Le surplus de la demande, qui n’est pas justifié par l’allégation d’un préjudice particulier de ce montant, sera rejeté.
**
Aux termes de l’article 696 du code de procédure civile, la partie perdante est condamnée aux dépens, à moins que le juge, par décision motivée, n’en mette la totalité ou une fraction à la charge d’une autre partie.
Partie qui succombe, M [O] sera condamné aux dépens.
*
En application de l’article 700 du code de procédure civile, dans toutes les instances, le juge condamne la partie tenue aux dépens ou la partie perdante à payer à l’autre partie la somme qu’il détermine au titre des frais exposés et non compris dans les dépens. Le juge tient compte de l’équité ou de la situation économique de la partie condamnée.
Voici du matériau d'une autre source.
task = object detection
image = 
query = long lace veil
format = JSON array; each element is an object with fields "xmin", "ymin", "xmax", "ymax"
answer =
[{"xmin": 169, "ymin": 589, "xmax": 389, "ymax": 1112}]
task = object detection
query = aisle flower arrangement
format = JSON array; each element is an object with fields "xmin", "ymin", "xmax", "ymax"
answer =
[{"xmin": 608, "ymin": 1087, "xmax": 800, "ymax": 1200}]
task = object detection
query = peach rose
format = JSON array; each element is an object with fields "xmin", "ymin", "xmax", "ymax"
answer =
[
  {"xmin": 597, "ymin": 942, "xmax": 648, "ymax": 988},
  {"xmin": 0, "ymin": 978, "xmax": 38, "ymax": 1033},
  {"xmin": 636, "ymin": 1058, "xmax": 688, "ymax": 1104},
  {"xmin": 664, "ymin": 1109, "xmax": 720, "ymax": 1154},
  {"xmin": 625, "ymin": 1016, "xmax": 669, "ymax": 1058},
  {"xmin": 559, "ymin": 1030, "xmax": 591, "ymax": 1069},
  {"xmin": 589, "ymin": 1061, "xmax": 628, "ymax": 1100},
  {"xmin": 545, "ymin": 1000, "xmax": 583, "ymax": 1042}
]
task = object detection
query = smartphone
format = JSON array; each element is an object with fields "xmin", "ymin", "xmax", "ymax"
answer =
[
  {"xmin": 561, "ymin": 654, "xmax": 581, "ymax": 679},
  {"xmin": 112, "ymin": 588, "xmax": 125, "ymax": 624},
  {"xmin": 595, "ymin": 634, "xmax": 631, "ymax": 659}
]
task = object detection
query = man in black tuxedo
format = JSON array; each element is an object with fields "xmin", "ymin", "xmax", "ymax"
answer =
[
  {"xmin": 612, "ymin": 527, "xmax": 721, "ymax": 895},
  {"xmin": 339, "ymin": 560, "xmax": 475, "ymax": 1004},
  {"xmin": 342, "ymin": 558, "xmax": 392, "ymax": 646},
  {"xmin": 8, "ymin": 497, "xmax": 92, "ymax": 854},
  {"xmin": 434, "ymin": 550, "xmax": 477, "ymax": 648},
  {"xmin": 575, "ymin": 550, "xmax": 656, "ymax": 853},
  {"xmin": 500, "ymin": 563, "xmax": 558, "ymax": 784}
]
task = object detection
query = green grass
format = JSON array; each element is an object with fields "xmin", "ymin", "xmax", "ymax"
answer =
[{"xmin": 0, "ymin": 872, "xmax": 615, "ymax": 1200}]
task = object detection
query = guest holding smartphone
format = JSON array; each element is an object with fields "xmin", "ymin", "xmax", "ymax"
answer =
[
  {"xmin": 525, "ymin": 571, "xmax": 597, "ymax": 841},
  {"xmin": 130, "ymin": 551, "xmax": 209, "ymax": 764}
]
Il peut, même d’office, pour des raisons tirées des mêmes considérations, dire qu’il n’y a lieu à condamnation.
M [O] sera condamné sur ce fondement à payer la somme de 3.000 € à M et Mme [M].
*
Aux termes de l’article 514 du code de procédure civile, issu du décret n°2019-1333 du 11 décembre 2019, applicable aux instances engagées à compter du 1er janvier 2020, « les décisions de première instance sont de droit exécutoires à titre provisoire à moins que la loi ou la décision rendue n’en dispose autrement ».
Il sera par conséquent rappelé que l’exécution provisoire du jugement est de droit.
PAR CES MOTIFS,
Le tribunal judiciaire, statuant publiquement, par jugement réputé contradictoire, en premier ressort, par mise à disposition au greffe,
PRONONCE la résolution du contrat conclu entre M [U] [M] et Mme [V] [Z] épouse [M] d’une part et à M [W] [O] exerçant sous l’enseigne SH LES TRAVAUX d’autre part, selon devis du 08 août 2022 portant sur des travaux de maçonnerie de piscine pour un prix de 13.690 €,
CONDAMNE M [W] [O] à payer à M [U] [M] et Mme [V] [Z] épouse [M] la somme de 6.845 € au titre de la restitution de l’acompte, avec intérêts au taux légal à compter du 11 avril 2025,
CONDAMNE M [W] [O] à payer à M [U] [M] et Mme [V] [Z] épouse [M] la somme de 300 € à titre de dommages et intérêts compensatoires, avec intérêts au taux légal à compter du jugement,
REJETTE le surplus de la demande à ce titre,
CONDAMNE M [W] [O] à payer à M [U] [M] et Mme [V] [Z] épouse [M] la somme de 3.000 € par application de l’article 700 du code de procédure civile,
CONDAMNE M [W] [O] aux dépens,
RAPPELLE que l’exécution provisoire du jugement est de droit.
Ainsi jugé et prononcé par mise à disposition au greffe le 07 mai 2026 par Mme Sophie LEBRETON, Vice-Présidente, assistée de Madame Chloé POUILLY, Greffier lors du délibéré.